Handing engineering projects off to other team members is more than a task – it's a skill, and one that many people undervalue or lack entirely. When saying goodbye to a project, there are a few general guidelines you should follow to ensure a smooth exchange. Below we'll take a look at things to do and mistakes to avoid.
Do These Things:
Organize Project Information
Document everything properly, and save all your project files in one place. Being diligent about organization from the start of a project means it will be ready to hand off if necessary, and you won't be scrambling to get your ducks in a row at the last minute. Before the handoff, send your team member an email with all the project information and relevant documents for them to review. Don't forget to type up any handwritten notes you may have (including those pesky Post-Its that decorate your cube).
Meet in Person
After emailing the new project engineer all relevant documents, it's important to give that person time to review the project materials and prepare questions he or she might have. Then it's time to meet face-to-face. Don't rely on email exchanges alone. It's generally much easier to communicate and work through technical details in person.
Discuss Project Goals
Simply focusing on the project's technical details is not sufficient if you really want the project to succeed. Talk about visions and goals for the project, specific challenges that stand in the way and any problem-solving strategies you've brainstormed to reach those goals. Reviewing these higher level aspects will allow the project to continue on its current trajectory, resulting in a smoother transition overall.
Don't Do These Things:
Orphan a Project
Every project needs a loving home! If a project is leaving your hands for any reason, make sure there is a plan in place for a new project engineer to take over. The last thing you want is to see all your hard work go to waste as a project is neglected.

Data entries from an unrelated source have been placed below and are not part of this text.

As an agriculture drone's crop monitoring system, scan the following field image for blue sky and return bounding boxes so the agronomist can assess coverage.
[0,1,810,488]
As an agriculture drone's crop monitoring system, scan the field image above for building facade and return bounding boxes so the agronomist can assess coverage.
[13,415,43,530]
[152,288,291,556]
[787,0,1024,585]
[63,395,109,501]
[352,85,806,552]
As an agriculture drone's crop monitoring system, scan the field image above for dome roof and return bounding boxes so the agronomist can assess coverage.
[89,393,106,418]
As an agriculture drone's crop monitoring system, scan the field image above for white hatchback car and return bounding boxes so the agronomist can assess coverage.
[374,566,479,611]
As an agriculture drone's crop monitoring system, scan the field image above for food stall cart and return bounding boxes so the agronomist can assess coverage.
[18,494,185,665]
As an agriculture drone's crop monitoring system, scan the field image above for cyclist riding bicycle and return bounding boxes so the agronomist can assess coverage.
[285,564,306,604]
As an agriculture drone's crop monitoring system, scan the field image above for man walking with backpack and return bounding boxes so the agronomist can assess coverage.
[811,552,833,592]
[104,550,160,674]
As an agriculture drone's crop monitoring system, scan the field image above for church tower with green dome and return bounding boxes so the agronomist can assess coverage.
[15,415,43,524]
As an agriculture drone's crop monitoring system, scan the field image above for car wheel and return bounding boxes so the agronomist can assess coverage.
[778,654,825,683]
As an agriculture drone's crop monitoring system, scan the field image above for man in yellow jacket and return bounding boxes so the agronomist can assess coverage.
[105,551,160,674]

Micromanage a Project That is No Longer Yours
Saying goodbye can be difficult, but sometimes you have to cut the cord. Let the new project engineer know you're available to answer questions as (s)he becomes familiar with the project, but don't overstep your boundaries. Let him/her get comfortable as you take a hands-off approach. Again, this is why it's important to give your team member organized project information before the handoff is official. The more comprehensive the handoff preparation is, the easier the transition will be for all parties.

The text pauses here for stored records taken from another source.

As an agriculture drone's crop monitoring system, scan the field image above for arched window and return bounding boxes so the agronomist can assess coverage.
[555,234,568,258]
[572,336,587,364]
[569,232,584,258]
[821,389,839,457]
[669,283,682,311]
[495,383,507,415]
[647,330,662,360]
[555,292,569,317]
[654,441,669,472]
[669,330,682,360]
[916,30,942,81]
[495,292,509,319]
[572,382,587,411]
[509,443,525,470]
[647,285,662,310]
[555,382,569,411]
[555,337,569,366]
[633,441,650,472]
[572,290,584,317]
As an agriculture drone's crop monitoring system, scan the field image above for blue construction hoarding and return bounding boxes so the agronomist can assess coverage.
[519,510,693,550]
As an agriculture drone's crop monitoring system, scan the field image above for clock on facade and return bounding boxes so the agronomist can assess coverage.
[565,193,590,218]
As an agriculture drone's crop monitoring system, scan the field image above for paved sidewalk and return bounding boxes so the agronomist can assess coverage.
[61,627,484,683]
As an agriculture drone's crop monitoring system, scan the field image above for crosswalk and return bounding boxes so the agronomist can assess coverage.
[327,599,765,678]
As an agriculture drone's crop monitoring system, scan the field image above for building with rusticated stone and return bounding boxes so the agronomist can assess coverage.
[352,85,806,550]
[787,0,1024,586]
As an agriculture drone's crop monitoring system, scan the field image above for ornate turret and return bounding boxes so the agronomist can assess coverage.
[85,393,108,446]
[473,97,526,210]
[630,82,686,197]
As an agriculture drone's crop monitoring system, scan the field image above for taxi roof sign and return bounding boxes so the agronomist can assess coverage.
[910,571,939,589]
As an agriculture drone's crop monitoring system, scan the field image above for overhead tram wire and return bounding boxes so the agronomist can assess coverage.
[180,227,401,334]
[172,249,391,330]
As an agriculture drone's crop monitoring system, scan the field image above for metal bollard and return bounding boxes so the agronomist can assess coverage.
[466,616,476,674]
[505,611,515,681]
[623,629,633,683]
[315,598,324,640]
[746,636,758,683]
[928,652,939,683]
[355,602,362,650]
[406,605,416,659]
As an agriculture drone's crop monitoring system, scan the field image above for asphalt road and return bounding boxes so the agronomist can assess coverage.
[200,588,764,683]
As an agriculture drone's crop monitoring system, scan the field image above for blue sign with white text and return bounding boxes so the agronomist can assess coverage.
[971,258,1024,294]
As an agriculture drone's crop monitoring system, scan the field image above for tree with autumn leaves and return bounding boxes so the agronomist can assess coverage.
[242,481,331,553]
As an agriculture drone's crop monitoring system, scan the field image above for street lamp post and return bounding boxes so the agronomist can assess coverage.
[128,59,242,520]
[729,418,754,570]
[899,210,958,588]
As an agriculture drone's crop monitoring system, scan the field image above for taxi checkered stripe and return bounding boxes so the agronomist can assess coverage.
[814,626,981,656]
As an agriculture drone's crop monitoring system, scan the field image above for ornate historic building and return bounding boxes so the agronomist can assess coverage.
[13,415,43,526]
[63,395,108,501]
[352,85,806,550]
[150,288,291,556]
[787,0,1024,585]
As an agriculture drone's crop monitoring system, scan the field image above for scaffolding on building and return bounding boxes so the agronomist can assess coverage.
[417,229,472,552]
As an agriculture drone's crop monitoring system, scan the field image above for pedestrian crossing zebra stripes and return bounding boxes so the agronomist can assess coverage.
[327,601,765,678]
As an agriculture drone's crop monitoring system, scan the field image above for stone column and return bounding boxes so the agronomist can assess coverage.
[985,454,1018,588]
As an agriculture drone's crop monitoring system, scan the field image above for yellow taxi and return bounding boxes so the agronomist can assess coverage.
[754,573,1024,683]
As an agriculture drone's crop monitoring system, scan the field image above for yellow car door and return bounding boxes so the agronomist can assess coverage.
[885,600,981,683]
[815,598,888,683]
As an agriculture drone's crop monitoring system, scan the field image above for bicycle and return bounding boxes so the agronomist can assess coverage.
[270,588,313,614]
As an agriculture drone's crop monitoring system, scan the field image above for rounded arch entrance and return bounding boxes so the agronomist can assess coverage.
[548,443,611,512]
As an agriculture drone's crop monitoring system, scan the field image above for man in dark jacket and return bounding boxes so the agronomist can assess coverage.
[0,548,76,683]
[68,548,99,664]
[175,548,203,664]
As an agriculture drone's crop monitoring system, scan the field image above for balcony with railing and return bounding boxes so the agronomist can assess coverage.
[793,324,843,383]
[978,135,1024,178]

Leave the New Project Engineer Scrambling
How would you feel if someone assigned you a project to oversee and you were only given half the information you needed to get started, and that information was a disorganized mess? Sounds frustrating, right? Don't do that to the new project engineer – it will just mean more time and headaches for both of you. It's worthwhile to spend time gathering and compiling all the project information before jumping ship.